Abstract-Adaptive channel equalization algorithms are commonly used in wireless communications receivers to counter intersymbol interference, multi-path dispersion, and other time varying channel degradations. In this paper we obtain approximate expressions for the increase in mean square error of the LMS adaptive algorithm when the total processing power is decreased by reducing the number of data and filter coefficient bits used by the algorithm. We also obtain expressions for the power-optimal bit-allocation factor which determines the proportion of the bits allocated to the data vs. allocated to the coefficients. Numerical studies are presented for an exponential memory IS1 channel and 4-ary PSK signalling. These studies indicate that as few as 8 bits total are needed to equalize the channel and that most of these bits (6 out of 8) should be allocated to the filter coefficients.
I. INTRODUCTION
In a battery powered receiver, the adaptive equalization function consumes a significant portion of total processing power. For example the SINCGARS combat radio used by the US Army consumes on the average 7 Watts in receive mode of which more than 1 Watt is consumed by the channel equalizer [l] . Therefore the channel equalization function is a prime target for power reduction in these handsets. There have been many digital hardware design strategies proposed for power reduction including: reduction of supply voltage, reduction of clock speed and data rate, parallelization and pipelining of operations, using sign-magnitude arithmetic, and differential encoding of data [2] , [3] . Another technique, which is the springboard for this paper, is the reduction of the number of bits used to represent the data and control variables in the digital circuit. This bit width reduction strategy is very highly leveraged since it reduces the power dissipation everywhere in the data and control flow paths. This strategy is also very versatile since it can be applied to any hardware architecture and can be easily adjusted in real time by dynamically switching-off bus lines and register bits. However, bit width reduction generally entails a degradation in algorithm performance, as measured by adaptive algorithm convergence rate, steady state mean square error (MSE), and subsequent probability of bit error. This paper pro- vides an analysis of MSE degradation versus power reduction for a widespread class of adaptive algorithms popularly known as the LMS algorithm.
The LMS algorithm was introduced by Widrow [4] and is one of the most common adaptation algorithms found in practical systems such as channel equalizers [5] , adaptive antenna arrays [6] , and interference cancellation systems [7] . The LMS algorithm adapts the filter coefficients of an FIR filter driven by an error signal formed by subtracting the training signal from the received data. We consider a quantized version of the LMS algorithm, called QLMS, which is an LMS algorithm implemented with separate uniform scalar quantizers in the data path and the filter coefficient path, where the quantizers can have different resolutions. To obtain significant power reduction, we propose applying different pairs of quantizers during the transient acquisition phase and the steady state tracking phase of the algorithm. In this paper we focus on the steady state tracking phase.

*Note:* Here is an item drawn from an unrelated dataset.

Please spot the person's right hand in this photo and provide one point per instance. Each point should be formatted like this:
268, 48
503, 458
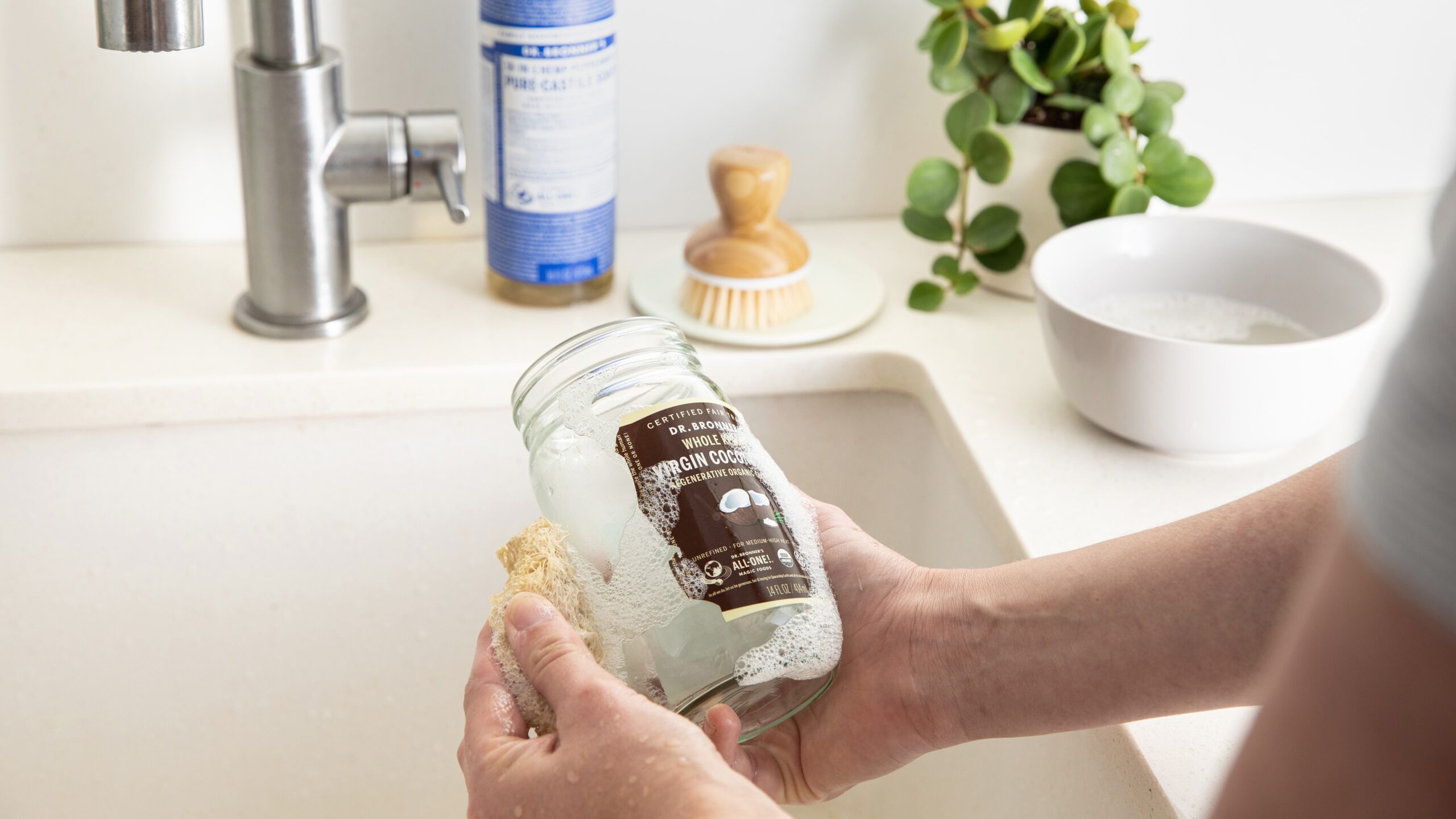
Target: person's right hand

We first present a formula for the increase in steady state mean square error (MSE) due to quantization which generalizes the formulas of Caraiscos and Liu [8] to the case of complex data and coefficients. We then derive a pair of optimal bit-allocation factors which minimize the increase in MSE subject to: 1) a total bit-width constraint; and 2) a total power consumption constraint. Finally we show that QLMS with optimal bit-allocation consumes significantly less power than LMS at little expense in performance. While these results hold for the generic LMS algorithm in a variety of applications, we concentrate on the case of channel equalization with training in this paper. Numerical examples will be given for an IIR (exponential memory) channel which illustrate that the power can be reduced by more than a factor of 4 relative to the standard LMS implemented with 16 bit arithmetic and at negligible increase in MSE. This power reduction is achieved by a QLMS algorithm having a total of 8 bits and optimal bit allocation strategy consisting of assigning 2 bits to the data and 6 bits to the coefficients.
REGISTER LENGTH AND POWER
It is well known that the power consumed by the operation of loading successive time samples of a random sequence into a B-bit register is proportional to the average number of bit flips induced in the register 191. While for a white sequence the average number of bit flips is B , in general this average can be much less than B for a correlated sequence. This is because for correlated sequences higher order bits have lower probability of transitioning than lower order bits. Several models for the power consumption of register loading have been proposed [9] . We propose to use the following simple upper bound on the power consumption for a B bit register, derived under the assumption of a zero mean wide sense stationary Gaussian random sequence: Channel where 7 is the power dissipation-per-bit, which depends on factors such as load capacitance and supply voltage, and R(T) is the autocorrelation function of the random sequence. Note that it is important that the bound (1) is conservative: if we constrain the right hand side of (1) to some maximum tolerable power dissipation, P, , , say, then a circuit design which uses register bit width B,,, which
guaranteed to consume less power than P, , , .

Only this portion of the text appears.